New Computers And Moving Away From Microsoft

We’re now into the third full week of post-Dell/HP computers and Windows 7 & 10 here at The Gulch. In an earlier post I mentioned how it came time to replace our ancient computers – one 10 years old and the other 12 – and after pricing their 2024 equivalents – expensive - decided to take a different approach, that being miniPCs.

The WP Mom’s computer has been up and running for a couple of weeks and it does everything she needs it to do. While I originally had plans load Linux Mint on her computer, a locked BIOS made that impossible as I could not change the boot sequence after I gained access to the BIOS. So it is using Windows 11, an operating system that many see as quite intrusive and has little if any regard for privacy, despite Microsoft’s claims to the contrary. That the WP Mom doesn’t use her computer for much more than e-mail, Facebook, and a few computer games like Solitaire and Mahjong, I am not as concerned as I might otherwise be.
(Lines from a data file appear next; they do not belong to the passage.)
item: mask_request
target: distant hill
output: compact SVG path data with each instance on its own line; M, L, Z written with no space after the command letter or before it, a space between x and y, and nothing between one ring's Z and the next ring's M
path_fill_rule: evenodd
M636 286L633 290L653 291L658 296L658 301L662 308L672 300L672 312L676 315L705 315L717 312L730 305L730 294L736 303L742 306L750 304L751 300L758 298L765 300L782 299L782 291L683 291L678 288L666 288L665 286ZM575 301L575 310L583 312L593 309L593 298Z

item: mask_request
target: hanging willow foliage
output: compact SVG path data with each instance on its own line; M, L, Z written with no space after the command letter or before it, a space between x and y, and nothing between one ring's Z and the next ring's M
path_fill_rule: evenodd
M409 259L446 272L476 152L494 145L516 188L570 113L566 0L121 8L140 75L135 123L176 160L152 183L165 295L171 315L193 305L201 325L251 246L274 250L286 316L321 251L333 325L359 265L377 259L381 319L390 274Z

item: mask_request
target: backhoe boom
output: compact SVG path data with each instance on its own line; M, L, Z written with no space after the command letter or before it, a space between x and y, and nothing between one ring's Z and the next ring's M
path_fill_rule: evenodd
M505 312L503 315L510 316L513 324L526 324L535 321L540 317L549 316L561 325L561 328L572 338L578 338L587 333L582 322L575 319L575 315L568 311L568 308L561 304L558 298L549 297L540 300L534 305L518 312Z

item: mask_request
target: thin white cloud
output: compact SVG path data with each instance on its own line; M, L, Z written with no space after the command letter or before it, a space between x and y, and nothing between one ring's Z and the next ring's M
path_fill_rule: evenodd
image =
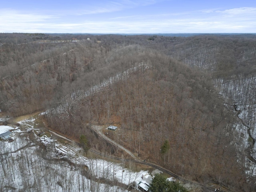
M217 11L216 12L223 14L236 16L241 14L254 14L256 15L256 8L255 7L241 7L234 9L227 9L223 11Z
M111 8L108 9L107 6L104 8L94 7L94 9L84 12L84 14L115 11L127 7L124 5L137 6L143 4L142 1L137 3L135 1L124 0L120 2L120 4L113 2L114 3L112 4L115 4L116 6L113 6ZM154 1L147 2L154 3ZM62 17L63 16L60 14L44 15L0 9L0 32L256 32L256 8L254 7L178 13L130 15L111 19L101 17L100 20L94 19L94 17L88 18L87 16L79 15L72 18L72 21L68 21L66 18Z
M0 9L0 26L1 24L6 22L40 22L55 18L56 18L56 16L53 15L21 13L12 9Z

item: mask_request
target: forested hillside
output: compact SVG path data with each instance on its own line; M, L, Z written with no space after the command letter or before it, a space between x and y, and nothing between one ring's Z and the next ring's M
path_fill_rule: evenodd
M114 124L141 160L256 190L256 37L151 37L1 34L0 109L45 111L52 129L121 156L91 127Z

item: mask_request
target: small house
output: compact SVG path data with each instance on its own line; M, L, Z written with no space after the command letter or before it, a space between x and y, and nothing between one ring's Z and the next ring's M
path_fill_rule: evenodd
M10 131L8 131L0 134L0 138L3 140L7 140L14 135L14 133Z
M115 131L117 129L117 127L116 126L113 126L112 125L110 125L108 127L108 130L111 130L112 131Z
M138 188L144 191L148 191L153 178L148 174L142 176L142 179L138 184Z

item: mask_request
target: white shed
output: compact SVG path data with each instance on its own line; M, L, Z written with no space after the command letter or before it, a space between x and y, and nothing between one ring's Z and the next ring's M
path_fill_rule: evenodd
M108 130L111 130L112 131L115 131L117 129L117 127L116 126L113 126L112 125L110 125L108 127Z

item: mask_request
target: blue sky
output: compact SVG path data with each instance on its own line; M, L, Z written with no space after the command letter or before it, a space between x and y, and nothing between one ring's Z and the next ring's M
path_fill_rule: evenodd
M0 32L256 33L256 1L8 0Z

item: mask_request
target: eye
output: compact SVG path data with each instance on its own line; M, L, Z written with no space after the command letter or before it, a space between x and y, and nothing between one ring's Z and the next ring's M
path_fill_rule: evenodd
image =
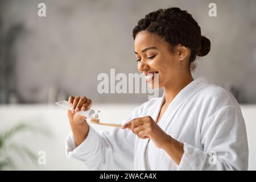
M154 55L154 56L150 56L150 57L147 57L147 59L153 59L155 58L155 56L156 56L156 55Z

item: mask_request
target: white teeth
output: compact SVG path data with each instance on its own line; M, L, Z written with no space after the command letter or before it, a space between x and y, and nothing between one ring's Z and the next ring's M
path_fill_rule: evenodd
M146 76L146 79L147 79L147 80L151 80L153 77L153 73L148 73Z

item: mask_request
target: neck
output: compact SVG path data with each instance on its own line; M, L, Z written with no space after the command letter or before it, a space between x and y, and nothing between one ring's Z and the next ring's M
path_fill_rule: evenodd
M191 72L180 75L168 85L164 86L166 104L171 103L180 90L194 80Z

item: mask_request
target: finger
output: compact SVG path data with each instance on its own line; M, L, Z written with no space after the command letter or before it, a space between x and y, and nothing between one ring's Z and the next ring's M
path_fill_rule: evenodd
M149 138L148 136L147 136L147 131L146 130L142 130L138 134L138 136L142 139Z
M127 122L126 123L122 126L121 128L122 129L125 129L127 128L130 129L131 127L131 121Z
M73 101L74 101L75 97L73 96L69 96L68 98L68 102L70 104L70 106L72 107L73 104Z
M80 100L80 97L76 97L76 98L74 100L74 102L73 102L73 105L72 105L72 112L73 113L75 113L75 109L76 107L76 106L77 105L77 104Z
M78 112L80 110L84 103L85 103L86 101L86 100L87 98L84 96L80 98L80 100L79 100L77 105L76 106L76 112Z
M82 105L82 110L86 110L86 109L90 108L92 105L92 100L88 98L86 102L84 103Z
M139 126L137 127L135 127L133 130L133 133L134 133L135 134L138 134L141 131L142 131L144 130L145 128L143 125Z
M68 115L68 119L69 121L72 121L73 116L74 115L74 114L72 113L72 112L70 110L68 109L68 112L67 114Z

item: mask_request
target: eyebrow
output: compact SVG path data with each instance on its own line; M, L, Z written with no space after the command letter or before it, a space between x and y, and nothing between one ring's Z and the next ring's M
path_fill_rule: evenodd
M149 49L156 49L156 47L147 47L146 48L144 48L144 49L141 51L141 52L145 52L145 51L147 51L147 50L149 50ZM134 51L134 53L135 54L138 55L138 53L135 52L135 51Z

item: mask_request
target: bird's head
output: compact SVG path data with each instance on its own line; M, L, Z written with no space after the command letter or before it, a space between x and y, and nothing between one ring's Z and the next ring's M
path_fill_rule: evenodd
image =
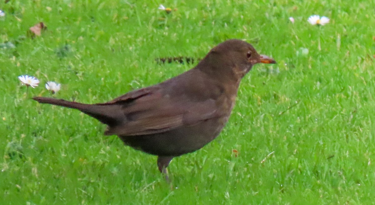
M202 62L201 65L198 64L197 67L204 72L210 73L212 75L218 74L222 78L226 76L238 80L254 65L260 63L275 64L276 61L266 55L258 54L250 43L231 39L211 49Z

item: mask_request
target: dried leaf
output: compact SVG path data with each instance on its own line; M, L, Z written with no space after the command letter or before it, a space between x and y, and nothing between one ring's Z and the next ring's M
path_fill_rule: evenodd
M47 27L43 22L39 22L32 27L30 27L27 32L28 36L34 38L36 36L40 36L42 35L42 31L47 29Z

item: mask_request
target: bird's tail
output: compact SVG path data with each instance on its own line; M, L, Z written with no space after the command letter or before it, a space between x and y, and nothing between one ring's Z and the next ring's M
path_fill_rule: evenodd
M124 114L119 112L119 105L105 104L84 104L62 99L36 97L33 99L40 103L51 104L76 109L110 126L120 123L124 119Z

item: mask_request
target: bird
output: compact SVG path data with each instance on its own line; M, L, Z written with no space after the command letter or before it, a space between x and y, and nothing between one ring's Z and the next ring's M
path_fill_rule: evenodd
M202 148L220 132L234 105L241 79L258 63L275 64L238 39L211 49L193 68L106 102L86 104L42 97L40 103L78 110L107 125L106 135L158 156L160 172L174 157Z

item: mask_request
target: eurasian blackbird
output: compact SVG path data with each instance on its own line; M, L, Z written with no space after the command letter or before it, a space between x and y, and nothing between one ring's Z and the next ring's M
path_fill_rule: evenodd
M211 49L193 68L107 102L33 99L76 109L107 125L105 135L117 135L125 144L157 156L159 170L168 181L166 168L172 158L201 149L219 135L241 79L258 63L276 62L250 44L232 39Z

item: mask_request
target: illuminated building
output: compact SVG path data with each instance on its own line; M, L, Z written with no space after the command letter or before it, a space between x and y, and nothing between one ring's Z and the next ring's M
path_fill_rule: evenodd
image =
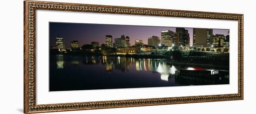
M91 42L91 44L93 46L94 48L99 47L99 42L97 41L93 41Z
M208 29L207 30L207 45L211 45L212 44L212 29Z
M121 47L127 47L127 45L126 44L126 41L125 40L125 36L124 35L121 35Z
M121 38L115 39L115 44L114 47L115 48L118 47L127 47L130 46L130 38L124 35L121 35Z
M79 49L79 44L78 41L71 41L71 49Z
M229 47L229 31L228 33L228 35L226 36L226 38L224 40L224 42L223 44L223 47Z
M207 45L208 31L207 28L193 28L193 45Z
M60 51L65 51L64 41L63 38L56 38L56 46Z
M189 34L188 30L184 28L176 28L176 33L174 34L173 43L177 45L189 45Z
M174 32L170 30L161 31L161 44L167 47L172 46Z
M125 37L125 43L126 47L130 46L130 38L129 36L127 36Z
M215 34L212 36L212 45L215 47L222 47L224 44L224 40L226 35L223 34Z
M127 47L117 48L117 54L135 54L140 52L140 48L136 47Z
M106 45L107 45L107 47L113 47L112 35L106 35Z
M115 48L121 47L121 39L115 38L114 44Z
M161 43L159 37L152 36L152 37L149 37L148 39L148 45L149 46L157 47Z
M143 45L143 41L141 40L135 40L134 45L136 47L141 47Z

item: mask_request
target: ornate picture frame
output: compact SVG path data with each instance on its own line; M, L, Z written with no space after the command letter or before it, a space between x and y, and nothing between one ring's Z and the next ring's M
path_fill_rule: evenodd
M243 15L198 11L26 0L24 2L24 113L35 113L175 104L243 99ZM160 98L36 104L36 21L37 10L200 18L238 21L237 94Z

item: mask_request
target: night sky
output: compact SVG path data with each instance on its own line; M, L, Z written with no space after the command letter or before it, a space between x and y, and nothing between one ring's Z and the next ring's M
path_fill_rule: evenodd
M192 44L193 28L185 29L189 31ZM114 43L115 38L120 38L122 34L129 36L131 46L137 39L142 40L143 43L147 44L148 37L155 35L161 38L161 31L165 30L175 32L175 27L49 22L50 45L55 46L55 38L58 35L64 40L66 48L70 48L70 42L73 40L78 41L80 46L90 44L92 41L98 41L100 45L106 43L106 35L112 35ZM213 34L226 35L228 31L228 29L213 29Z

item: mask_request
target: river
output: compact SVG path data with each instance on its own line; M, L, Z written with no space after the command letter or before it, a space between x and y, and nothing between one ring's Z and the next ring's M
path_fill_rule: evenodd
M163 59L51 55L49 89L58 91L219 84L178 80L175 71L181 70L229 72L171 65Z

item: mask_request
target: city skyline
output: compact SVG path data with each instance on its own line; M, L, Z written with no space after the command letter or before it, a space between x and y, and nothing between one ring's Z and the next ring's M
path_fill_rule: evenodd
M148 39L152 36L161 37L161 31L169 30L176 32L175 27L155 26L129 26L98 24L83 24L72 23L50 22L50 45L55 46L56 37L63 38L65 47L70 48L70 42L77 40L80 46L90 44L91 42L99 42L99 45L106 44L106 35L113 36L115 39L121 38L124 34L130 38L131 46L134 45L135 40L142 40L143 43L148 44ZM190 45L193 41L193 28L184 27L189 34ZM213 29L213 34L227 35L229 29Z

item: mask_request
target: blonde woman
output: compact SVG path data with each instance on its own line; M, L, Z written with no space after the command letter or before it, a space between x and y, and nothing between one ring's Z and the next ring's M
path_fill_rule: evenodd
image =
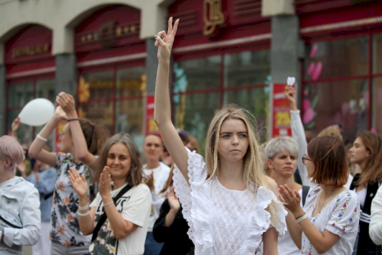
M278 254L279 232L285 230L286 211L271 189L257 141L242 109L228 107L212 119L206 139L206 162L183 145L171 122L170 57L179 20L155 36L159 64L154 118L176 167L175 193L189 226L195 254ZM162 39L163 38L163 39Z

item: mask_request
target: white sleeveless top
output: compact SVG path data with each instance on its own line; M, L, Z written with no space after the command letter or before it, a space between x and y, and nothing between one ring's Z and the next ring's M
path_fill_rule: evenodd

I, on the other hand, was able to access the BIOS on the miniPC I acquired for myself and load the aforementioned Linux Mint and have spent time configuring the OS (basic settings and so on) and transferring all of the data on the old Official Weekend Pundit HP Pavilion tower to the new machine. It takes time to copy 400+GB of data from one machine to another as well as about 4GB of e-mail related data and settings. There was also additional software to load and configure. There are still tweaks I need to make and a couple of new peripherals to obtain, one of the most important being a powered USB 3.0 hub to expand the number of USB ports as well as making sure there is sufficient power to run whichever USB peripherals I connect to the new machine, such as an external CD-R/DVD-R drive, a microSD card reader, and so on. (USB ports on PCs can provide power, but only a limited amount, but the powered hubs can provide a lot more.)

My old HP Pavilion is going to be cleaned up, some more RAM installed (which I already have), a new 2 TB hard drive installed, and then have Ubuntu Linux installed. It will become a media server to store all of the music and videos I have which will then be accessible by our Smart TVs, tablets, PCs, laptops, and smart phones. Most of my music CDs and DVDs have already been ripped and copied onto an external drive. Between the new miniPCs, the new 2TB hard drive, and powered USB 3.0 hub, I spent about $600, a fraction of what the 2024 versions of our old Dell and HP would cost.

So far everything seems to be working well. The shift from Windows to Linux hasn’t been difficult, but then I have been using a Lenovo ThinkPad running Ubuntu Linux for a couple of years now, so other than a different look to the desktop and a few other quirks, it works very much like Windows. What’s neat is that if the proper software – called WINE – is installed, Linux can run Windows programs. (I have one I like for light photo editing that is easier to use than some of the ‘heavier’ programs like GIMP, Photoshop, and a few of others out there.)

Now we’ll get a chance to see just how well the new hardware and software work!